Preclinical and clinical studies indicated involvement of renin angiotensin system (RAS) in memory functions. However, exact role of RAS in cognition is still ambiguous. Our aim was to explore how
angiotensin converting enzyme (ACE) modulates memory in experimental model of memory impairment.
Memory deficit was induced by intracerebroventricular administration of
streptozotocin (STZ, 3mg/kg) in rats.
Perindopril, an
ACE inhibitor, was given for 21 days and memory function was evaluated by Morris water maze test. Cerebral blood flow (CBF) was measured by
laser doppler flowmetry. The biochemical and expression studies were done in cortex and hippocampus of rat brain after the completion of behavioral studies. STZ caused impairment in memory along with significant reduction in CBF,
ATP level and elevated oxidative and nitrosative stress. The activity and
mRNA expression of
acetylcholinesterase (AChE) and ACE were also increased in rat brain regions following STZ administration. However, serum ACE activity remained unaffected. Treatment with
perindopril dose dependently improved memory by increasing energy metabolism and CBF.

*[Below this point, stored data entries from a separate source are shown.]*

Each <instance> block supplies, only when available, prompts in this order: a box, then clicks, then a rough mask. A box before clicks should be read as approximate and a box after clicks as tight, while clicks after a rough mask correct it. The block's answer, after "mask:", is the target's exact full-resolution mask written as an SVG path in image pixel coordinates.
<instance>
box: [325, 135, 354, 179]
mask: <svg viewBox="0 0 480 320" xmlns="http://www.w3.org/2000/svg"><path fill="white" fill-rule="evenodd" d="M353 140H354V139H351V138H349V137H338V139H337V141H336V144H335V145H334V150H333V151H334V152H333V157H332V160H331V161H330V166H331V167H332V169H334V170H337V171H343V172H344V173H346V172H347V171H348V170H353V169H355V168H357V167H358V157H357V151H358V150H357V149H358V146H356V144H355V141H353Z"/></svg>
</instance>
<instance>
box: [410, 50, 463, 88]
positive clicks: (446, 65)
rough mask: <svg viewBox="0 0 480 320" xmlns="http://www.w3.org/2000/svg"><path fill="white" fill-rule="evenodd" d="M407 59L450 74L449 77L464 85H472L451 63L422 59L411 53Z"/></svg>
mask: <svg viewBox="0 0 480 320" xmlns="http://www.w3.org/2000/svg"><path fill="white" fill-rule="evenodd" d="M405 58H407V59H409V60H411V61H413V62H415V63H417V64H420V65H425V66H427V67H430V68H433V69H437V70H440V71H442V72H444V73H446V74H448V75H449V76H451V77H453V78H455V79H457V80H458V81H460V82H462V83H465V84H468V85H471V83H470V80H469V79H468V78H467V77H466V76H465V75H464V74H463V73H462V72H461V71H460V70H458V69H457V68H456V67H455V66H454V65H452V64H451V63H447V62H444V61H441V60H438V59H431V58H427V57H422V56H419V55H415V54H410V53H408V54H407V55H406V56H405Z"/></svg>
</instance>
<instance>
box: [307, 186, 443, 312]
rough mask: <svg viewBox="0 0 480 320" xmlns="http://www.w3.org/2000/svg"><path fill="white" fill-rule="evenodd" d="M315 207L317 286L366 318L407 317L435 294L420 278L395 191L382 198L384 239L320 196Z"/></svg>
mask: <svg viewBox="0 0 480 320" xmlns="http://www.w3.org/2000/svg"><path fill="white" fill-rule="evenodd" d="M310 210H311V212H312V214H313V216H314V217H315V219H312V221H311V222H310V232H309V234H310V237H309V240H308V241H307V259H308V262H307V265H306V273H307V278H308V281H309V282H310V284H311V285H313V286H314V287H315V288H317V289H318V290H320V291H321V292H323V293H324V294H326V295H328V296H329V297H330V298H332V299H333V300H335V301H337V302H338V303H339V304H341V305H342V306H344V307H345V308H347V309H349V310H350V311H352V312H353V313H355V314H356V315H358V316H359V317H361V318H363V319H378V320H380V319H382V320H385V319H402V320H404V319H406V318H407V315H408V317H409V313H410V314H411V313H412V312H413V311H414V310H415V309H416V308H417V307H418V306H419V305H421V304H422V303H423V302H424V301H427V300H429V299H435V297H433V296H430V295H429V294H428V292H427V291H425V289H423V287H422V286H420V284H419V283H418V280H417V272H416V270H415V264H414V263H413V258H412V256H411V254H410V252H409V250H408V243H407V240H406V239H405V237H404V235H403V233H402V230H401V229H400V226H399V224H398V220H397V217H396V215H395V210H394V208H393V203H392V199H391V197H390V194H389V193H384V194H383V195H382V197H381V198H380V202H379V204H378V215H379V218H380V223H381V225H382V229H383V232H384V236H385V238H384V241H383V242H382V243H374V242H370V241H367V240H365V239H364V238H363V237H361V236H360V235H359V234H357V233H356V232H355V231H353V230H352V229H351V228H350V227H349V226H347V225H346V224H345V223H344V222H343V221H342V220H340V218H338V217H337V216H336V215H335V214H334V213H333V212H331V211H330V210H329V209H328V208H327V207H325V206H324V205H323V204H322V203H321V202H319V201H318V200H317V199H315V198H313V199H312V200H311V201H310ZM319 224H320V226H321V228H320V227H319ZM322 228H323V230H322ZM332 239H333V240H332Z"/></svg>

Perindopril also decreased oxidative and nitrosative stress, activity and
mRNA expression of AChE and ACE in STZ treated rat. Further, ACE inhibition mitigated STZ induced neurodegeneration as observed in histopathological studies. Moreover,
perindopril per se improved memory and CBF, decreased oxidative stress with no effect on AChE activity and expression. However,
perindopril per se significantly reduced ACE activity but increased
mRNA expression of ACE in rat brain. These results suggest that ACE occupies a pivotal role in STZ induced
memory deficit thus implicating central RAS in cognition.